All children deserve to have equal opportunity to reach their full potential in our education system. Finding appropriate ways to challenge the gifted learner in the general classroom can be a daunting task. Curriculum compacting, tiered assignments, and anchor assignments are all effective means to differentiating instruction for high potential learners. In addition to these, educators can implement a differentiation technique which incorporates the child’s interests while providing for a meaningful challenge and use of critical thinking skills. This is the independent study.
For gifted children to progress in their education, instruction must incorporate three main practices identified by Carol Ann Tomlinson (1995). Differentiated learning is a match between content (what the student learns), process (how it is learned), and product (evidence of learning) and their readiness level, interests, and learning preferences.
The use of independent study allows for this match and is therefore an ideal strategy for meeting the unique needs of the gifted student. They will study the same concepts and topics as their peers, but at a more in-depth and sophisticated level. Independent study integrates student choice, in-depth investigations, and real-world tasks; all of which create a more meaningful learning experience for gifted students.
What is it?
There are three main types of independent studies:
1. Investigative – involves setting a question or problem that students investigate to find a solution and answer
2. Conceptual – involves developing an in-depth understanding of a topic through a range of experiences
3. Ways of Knowing – examines topics from several different perspectives (Cathcart, 2005).

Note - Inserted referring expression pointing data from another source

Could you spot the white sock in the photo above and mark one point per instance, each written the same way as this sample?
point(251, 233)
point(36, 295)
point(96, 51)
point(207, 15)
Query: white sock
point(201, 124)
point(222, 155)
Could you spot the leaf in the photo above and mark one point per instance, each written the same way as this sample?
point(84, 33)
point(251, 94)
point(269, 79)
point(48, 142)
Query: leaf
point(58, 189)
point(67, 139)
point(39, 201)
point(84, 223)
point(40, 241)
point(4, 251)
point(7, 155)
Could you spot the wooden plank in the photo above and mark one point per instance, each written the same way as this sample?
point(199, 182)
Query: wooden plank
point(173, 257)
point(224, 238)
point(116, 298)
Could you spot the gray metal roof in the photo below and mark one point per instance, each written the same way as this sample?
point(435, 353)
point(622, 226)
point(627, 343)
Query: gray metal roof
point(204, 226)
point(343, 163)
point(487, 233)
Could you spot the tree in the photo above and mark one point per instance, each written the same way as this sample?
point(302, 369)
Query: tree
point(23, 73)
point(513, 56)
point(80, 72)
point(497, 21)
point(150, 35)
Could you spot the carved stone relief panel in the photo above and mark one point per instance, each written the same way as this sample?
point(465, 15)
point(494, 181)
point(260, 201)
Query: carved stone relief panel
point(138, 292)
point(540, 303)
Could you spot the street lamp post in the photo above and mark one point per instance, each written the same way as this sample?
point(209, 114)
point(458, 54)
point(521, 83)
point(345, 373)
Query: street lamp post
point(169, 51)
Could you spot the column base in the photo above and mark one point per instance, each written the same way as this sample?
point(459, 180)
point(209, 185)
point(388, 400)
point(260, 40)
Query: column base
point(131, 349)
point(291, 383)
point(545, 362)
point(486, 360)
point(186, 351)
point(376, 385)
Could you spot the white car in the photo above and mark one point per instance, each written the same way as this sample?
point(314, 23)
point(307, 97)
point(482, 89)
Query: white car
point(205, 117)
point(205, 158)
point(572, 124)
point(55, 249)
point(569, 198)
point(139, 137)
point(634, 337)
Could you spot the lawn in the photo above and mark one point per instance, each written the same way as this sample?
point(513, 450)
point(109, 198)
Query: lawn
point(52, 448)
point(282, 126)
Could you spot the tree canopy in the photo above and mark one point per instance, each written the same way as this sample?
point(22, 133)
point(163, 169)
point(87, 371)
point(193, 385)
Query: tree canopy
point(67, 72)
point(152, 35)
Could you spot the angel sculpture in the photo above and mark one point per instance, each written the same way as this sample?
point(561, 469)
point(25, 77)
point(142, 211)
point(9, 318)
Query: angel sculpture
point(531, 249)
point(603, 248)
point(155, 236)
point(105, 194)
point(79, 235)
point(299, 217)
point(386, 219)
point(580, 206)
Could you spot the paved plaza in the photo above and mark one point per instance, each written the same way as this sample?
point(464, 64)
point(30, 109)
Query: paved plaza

What is the Teacher’s Role?
The teacher plays a vital role in the planning and effectiveness of the independent study. Students may often possess the natural curiosity, high interest, and intrinsic motivation to attempt an independent study, but they may lack the self-direction and skills required to achieve the set goals. Teachers prepare students with the research skills necessary for a successful independent study.
The teacher must help students identify and define their topics, set clear and specific goals, establish a timeframe, monitor their progress, provide constructive feedback, and evaluate the final product. Creating a contract or checklist will establish a step-by-step guideline to aid the student in self-pacing and self-directing throughout the project.
What is the Plan?
While there are many strategies for implementing an independent study, the Powers Plan is one researched-based plan that is effective. The plan contains six parts.
- Preparation: Students must prepare a topic of interest that relates to the concepts or unit being taught in the classroom. A contract is prepared to provide detailed expectations, time frames, and opportunities for conferencing with the teacher for progress monitoring and feedback.
- Planning: Students will design a plan detailing what question they will be researching or what specific item of interest they will investigate. How will they show what they know? Teachers and students agree on a final product based on the student’s individual strengths learning style. Teachers will provide a rubric for how the final product will be investigated.
- Probing: Students will begin their research. A minimum of 5 sources should be used from the following areas: Internet, books, tapes, videos, movies, interviews, community, or mentor sources.
- Product: Organize research into a final product, such as a PowerPoint, video, brochure, paper, model, etc. Provide time for personal reflection of the work and peer/mentor feedback.
- Presentation: Identify the audience and share what has been learned.
- Portfolio: assemble all parts of the project: notebook; complete with daily logs, all research, and cited sources, final product; and reflection and evaluation sheets (Powers, 2008).
It is important to remember that the independent study should be used in place of regular classroom work and should not be used in addition to regular work. A gifted student should not be “punished” for being gifted by having to complete additional responsibilities. Having the opportunity to participate in an independent study allows for a continuous learning experience for the high-ability student who has already demonstrated knowledge of general classroom content through the use of pre-assessments prior to the beginning of the unit.
- Cathcart, R. (2005). They’re not bringing my brain out: Understanding and working with gifted and talented learners (3rd ed.). Rotorua: REACH Publications.
- Tomlinson, C. (1995). How to differentiate instruction in mixed ability classrooms. Alexandria, VA: ASCD.
- Renzulli, J. S. (1977). The enrichment triad model: A guide for developing defensive programs for the gifted and talented. Weathersfield, Conn: Creative Learning Press.
- Powers, E. A. (2008). The Use of Independent Study as a Viable Differentiation Technique for Gifted Learners in the Regular Classroom. Waco, TX: Prufrock Press.
- Johnsen, S. K., & Johnson, K. (1986). Independent study program. Waco, TX: Prufrock Press.